これに対し、当務外勤勤務員というのは、通常の勤務の一部である外勤勤務に従事する警察官であつて、大阪府外勤警察運営規程(大阪府公安委員会規程第一号)によると、派出所、駐在所等の区域その他定められた区域を担当して、普通、警ら、巡回連絡、要点警戒、在所等の定められた勤務を行うほか、特別の命令により、警衛、警備警戒等の特別任務を負うものと定められており(二条)、また、右規程に基づく大阪府外勤警察官勤務規程(大阪府警察本部訓令第一号)によると、一昼夜勤務を含む交代制の勤務時間割が定められており(八条、九条)、「休憩は、指定された勤務拠点で行なうこと」とされていた(一八条二項)。ところで、署内における休日又は夜間の勤務は、署長が内勤の警察官から輪番制で指名した前記の当直勤務員が担当するのが建前であるが、本件犯行当時には、大阪府下で佐藤首相訪米阻止闘争が盛んであり、特に昭和四四年一一月一三日学生デモ隊と警察機動隊とが衝突した際岡山大学学生糟谷孝幸が寝屋川警察署員に検挙されて翌朝同人が死亡するという事件が発生してからは、過激派学生らによる同署に対する報復攻撃が予想される状況にあつたため、大阪府警本部長及び同警察署長の指示によつて、同署では非常事態の発生に備えて庁舎警備等に万全の措置をとることになり、本件犯行当夜の同月一六日午後七時からは、勤務体制強化のため、九名の当務外勤勤務員たる警察官が特別任務として同署庁舎の特別警備にあたつていた。原判決において公務執行妨害罪の成立が否定された九名の警察官のうち、前述した五名を除く四名、すなわち篠田清彦、山下洋幸、久留勉、西山守各巡査は、この当務外勤勤務員として当夜庁舎の特別警備の任務についていたのである。

(3) 次に、原判決において公務執行妨害罪の成立が否定された上田稔警部ら九名の警察官について、本件鉄パイプ爆弾が投てきされた時点における具体的な勤務状況をみるに、関係証拠によると、以下の事実が認められる。

すなわち、当直勤務員については、当夜、当直管理責任者である上田稔警部の指示で、担当職務に応じ、職務の繁閑により適宜又は二、三時間の交代で休憩が与えられており、原判決の認定のとおり、前記上田稔警部ら五名の警察官は右爆弾の投てき時には右の休憩に入つていた。
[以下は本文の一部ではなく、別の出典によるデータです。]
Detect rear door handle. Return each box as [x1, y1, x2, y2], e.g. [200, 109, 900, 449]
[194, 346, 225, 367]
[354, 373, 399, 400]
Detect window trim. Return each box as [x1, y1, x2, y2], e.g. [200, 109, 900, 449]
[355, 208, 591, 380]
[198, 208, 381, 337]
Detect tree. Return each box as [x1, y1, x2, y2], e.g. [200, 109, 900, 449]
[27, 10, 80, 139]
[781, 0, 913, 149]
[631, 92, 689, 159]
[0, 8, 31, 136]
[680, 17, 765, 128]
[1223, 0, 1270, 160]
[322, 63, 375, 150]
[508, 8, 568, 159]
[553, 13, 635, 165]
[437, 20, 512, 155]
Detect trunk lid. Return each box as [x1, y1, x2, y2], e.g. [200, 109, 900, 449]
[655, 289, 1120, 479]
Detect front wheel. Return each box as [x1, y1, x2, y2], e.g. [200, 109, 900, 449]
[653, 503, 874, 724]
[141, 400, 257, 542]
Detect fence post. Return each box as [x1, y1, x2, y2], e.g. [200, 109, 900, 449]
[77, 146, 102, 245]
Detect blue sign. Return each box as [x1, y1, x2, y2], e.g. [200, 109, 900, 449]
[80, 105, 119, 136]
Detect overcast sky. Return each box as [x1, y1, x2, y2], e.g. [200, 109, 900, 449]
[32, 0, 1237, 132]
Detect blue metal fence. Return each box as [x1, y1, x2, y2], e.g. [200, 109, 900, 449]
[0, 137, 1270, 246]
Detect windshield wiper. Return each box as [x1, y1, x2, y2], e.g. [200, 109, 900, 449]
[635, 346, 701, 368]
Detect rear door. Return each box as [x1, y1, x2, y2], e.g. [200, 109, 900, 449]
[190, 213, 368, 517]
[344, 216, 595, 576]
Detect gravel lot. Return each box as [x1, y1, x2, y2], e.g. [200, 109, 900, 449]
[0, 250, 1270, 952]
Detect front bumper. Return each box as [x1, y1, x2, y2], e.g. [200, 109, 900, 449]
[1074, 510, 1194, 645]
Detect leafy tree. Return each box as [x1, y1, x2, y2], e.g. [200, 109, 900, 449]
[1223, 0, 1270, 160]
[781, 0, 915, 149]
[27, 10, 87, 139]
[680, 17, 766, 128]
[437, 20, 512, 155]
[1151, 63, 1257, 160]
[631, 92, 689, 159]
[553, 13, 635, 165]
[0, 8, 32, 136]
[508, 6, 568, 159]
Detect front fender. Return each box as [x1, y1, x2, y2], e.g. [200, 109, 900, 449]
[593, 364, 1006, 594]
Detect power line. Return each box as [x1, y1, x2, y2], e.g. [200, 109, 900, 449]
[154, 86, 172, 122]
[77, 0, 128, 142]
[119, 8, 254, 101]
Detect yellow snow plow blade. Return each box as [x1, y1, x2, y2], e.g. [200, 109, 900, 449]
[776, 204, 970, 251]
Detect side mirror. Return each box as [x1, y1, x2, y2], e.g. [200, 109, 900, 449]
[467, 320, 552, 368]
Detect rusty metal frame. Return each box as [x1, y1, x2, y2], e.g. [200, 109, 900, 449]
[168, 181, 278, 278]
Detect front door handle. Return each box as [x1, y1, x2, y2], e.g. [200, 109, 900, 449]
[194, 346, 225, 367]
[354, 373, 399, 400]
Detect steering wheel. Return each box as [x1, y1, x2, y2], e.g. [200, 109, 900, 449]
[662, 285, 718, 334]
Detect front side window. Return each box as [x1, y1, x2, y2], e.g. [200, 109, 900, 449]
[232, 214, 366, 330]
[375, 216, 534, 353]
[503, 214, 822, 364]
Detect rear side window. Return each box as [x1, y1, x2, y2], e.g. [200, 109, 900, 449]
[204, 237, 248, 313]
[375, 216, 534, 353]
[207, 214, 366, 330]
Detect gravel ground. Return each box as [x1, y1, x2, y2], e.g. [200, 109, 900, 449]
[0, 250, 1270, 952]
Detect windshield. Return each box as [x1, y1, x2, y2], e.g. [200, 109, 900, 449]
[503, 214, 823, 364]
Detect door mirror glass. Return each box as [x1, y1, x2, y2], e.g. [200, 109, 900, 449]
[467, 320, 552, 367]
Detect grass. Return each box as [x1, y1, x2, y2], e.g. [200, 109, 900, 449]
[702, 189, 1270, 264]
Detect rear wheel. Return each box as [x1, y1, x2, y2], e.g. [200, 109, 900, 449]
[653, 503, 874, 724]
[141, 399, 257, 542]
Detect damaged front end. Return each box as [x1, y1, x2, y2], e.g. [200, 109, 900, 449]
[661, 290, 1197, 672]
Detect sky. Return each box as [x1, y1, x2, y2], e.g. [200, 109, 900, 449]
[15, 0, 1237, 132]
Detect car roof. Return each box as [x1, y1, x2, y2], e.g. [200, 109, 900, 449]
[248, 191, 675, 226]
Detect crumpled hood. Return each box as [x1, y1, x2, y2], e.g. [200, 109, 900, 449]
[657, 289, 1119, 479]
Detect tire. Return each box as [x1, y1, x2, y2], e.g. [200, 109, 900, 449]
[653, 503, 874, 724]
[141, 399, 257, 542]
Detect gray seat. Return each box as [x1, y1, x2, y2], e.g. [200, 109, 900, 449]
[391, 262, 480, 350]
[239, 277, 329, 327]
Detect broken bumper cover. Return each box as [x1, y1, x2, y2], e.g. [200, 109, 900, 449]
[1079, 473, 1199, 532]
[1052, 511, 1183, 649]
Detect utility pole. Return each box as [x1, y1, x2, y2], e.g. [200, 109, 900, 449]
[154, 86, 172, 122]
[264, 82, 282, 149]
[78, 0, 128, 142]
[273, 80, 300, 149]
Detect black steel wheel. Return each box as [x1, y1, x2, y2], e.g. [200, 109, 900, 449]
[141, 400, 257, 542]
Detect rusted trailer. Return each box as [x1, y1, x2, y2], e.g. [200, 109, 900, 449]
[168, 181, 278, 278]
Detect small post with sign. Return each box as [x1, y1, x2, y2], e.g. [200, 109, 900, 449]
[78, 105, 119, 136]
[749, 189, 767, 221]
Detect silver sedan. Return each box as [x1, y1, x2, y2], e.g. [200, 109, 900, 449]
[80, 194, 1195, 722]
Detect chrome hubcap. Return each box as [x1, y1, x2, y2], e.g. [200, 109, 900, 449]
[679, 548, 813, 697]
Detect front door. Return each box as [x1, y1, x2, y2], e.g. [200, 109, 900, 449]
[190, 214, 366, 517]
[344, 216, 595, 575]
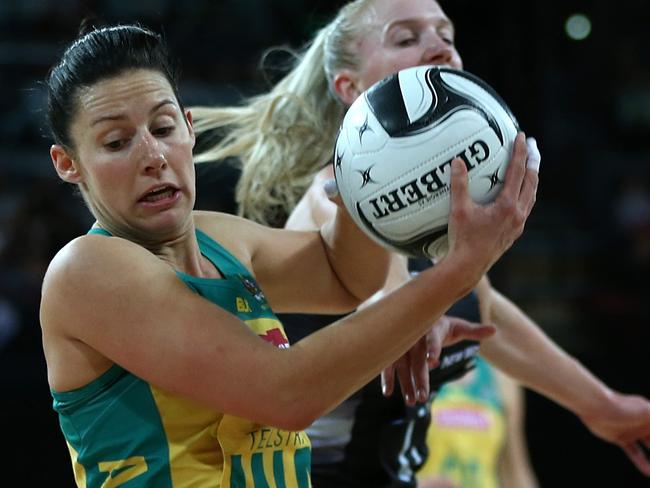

具体的に述べると、いずれも起番の勤務を終えた後、上田稔警部は一一月一七日午前零時ころから寝屋川警察署三階宿直室に入り休憩し、満生英孝巡査は同日午前零時ころから同署一階パトカー待機室において休憩し、堀江伸一巡査は同日午前零時ころ通信勤務の次番者と交替するため相勤の佐藤兼治巡査部長に電話受付を頼んで同署三階から二階休憩室に行こうとしており、佐藤欣也巡査は前日の一一月一六日午後一一時五〇分ころから同署三階宿直室において休憩し、内野岬巡査部長は同日午後一〇時ころ右宿直室に入つて休憩・仮眠していた。

一方、当務外勤勤務員のうち、自動車警ら警務員については、通常の勤務時間表に従つて勤務と休憩が行われており、派出所勤務員については、当夜の当直管理責任者であつた上田稔警部の定めた特別の勤務時間表に従つて勤務と休憩とが行われており、右爆弾の投てき時には、前記山下洋幸巡査ら四名の警察官は、原判決の認定のとおりの場所でそれぞれ休憩に入つていた。具体的に述べると、山下洋幸巡査は一一月一六日午後一一時二〇分ころから同署三階宿直室において休憩・仮眠し、久留勉巡査は同日午後一一時三〇分ころから同宿直室において休憩・仮眠し、篠田清彦巡査は同日午後一一時三〇分ころから同署一階パトカー待機室で休憩・仮眠し、西山守は同日午後一一時四〇分ころから同パトカー待機室で休憩・仮眠していた。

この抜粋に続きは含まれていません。